What’s behind the strangely fluctuating levels of oxygen on the Red Planet?

NASA / JPL-Caltech / MSSS
The Curiosity rover has now been on Mars for seven years, and in its slow but steady ramble across Gale Crater and up the lower slopes of Mount Sharp, it has taught us much about the Red Planet’s ancient geology and chemistry. Most significant has been its confirmation of early Mars’s wet environments. But some of its most enigmatic findings have come from sampling and analyzing the current local air.
First there was the methane, which shouldn’t be there (S&T: July 2019, p. 9). Methane’s “lifetime” — how long molecules should survive in the face of known destructive mechanisms — is far too short for accumulations even in the tiny amounts seen. Yet Curiosity has detected bursts of up to 21 parts per billion by volume that seemed to come and go rapidly.
Unexpected methane in a planetary atmosphere has long been held up as a potential “biosignature.” That’s because here on Earth, organisms produce most of the methane in our air.
Now comes a new report about molecular oxygen (O2). The report draws from data collected by the Sample Analysis at Mars instrument — the rover’s suite of chemistry experiments.
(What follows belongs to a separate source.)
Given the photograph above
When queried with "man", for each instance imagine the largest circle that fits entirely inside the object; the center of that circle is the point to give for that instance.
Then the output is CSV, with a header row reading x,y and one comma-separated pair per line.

Unlike methane, we expect oxygen on Mars. The atmosphere contains carbon dioxide, water vapor, and other oxygen-carrying molecules, and it is bathed in ultraviolet and cosmic radiation that can rip these molecules apart, leaving free oxygen atoms to combine with each other. So it should be there in the trace amounts we observe. But what’s strange about the O2 abundances Curiosity has recorded is the way that they fluctuate over time. Oxygen appears in the spring, its abundance rises rapidly, and then it disappears in the fall and winter. It also seems to vary widely from year to year.
We expect all atmospheric gases to vary seasonally on Mars, following the now-understood variations in atmospheric pressure that arise from the freezing and thawing of carbon dioxide at alternating poles. Yet oxygen’s spring rise and winter low are too extreme. Something else is going on.
Any planetary mystery involving oxygen gets our attention because, like methane, it’s a potential biosignature. Oxidation, which oxygen and other elements perform, is integral to our notions of life. Even when we try to be open-minded about potential alien life, it’s hard to imagine it not needing some kind of “redox” reaction (shorthand for oxidation and reduction). Life at its most basic involves a redox exchange of electrons between “donor” and “receptor” molecules. This is the essential trade upon which all of the chemistry, metabolism, and structure of life rests.
So is this evidence for life on Mars? Almost surely not, although it’s fun to speculate. I suspect that the same extreme reactivity of oxygen that makes it so indispensable to life will ultimately explain the conundrum. There’s a lot we don’t know about the near-surface chemistry of Mars, but we do know about reactive, oxygen-containing molecules such as hydrogen peroxide and perchlorates, which permeate the Martian regolith. My bet is that the springtime wave of both warmth and atmospheric pressure is stimulating some as-yet-unknown chemistry in the soil to burp out this surprising puff of O2.
But at the moment all we can do is savor this delightful puzzle and resolve to keep exploring.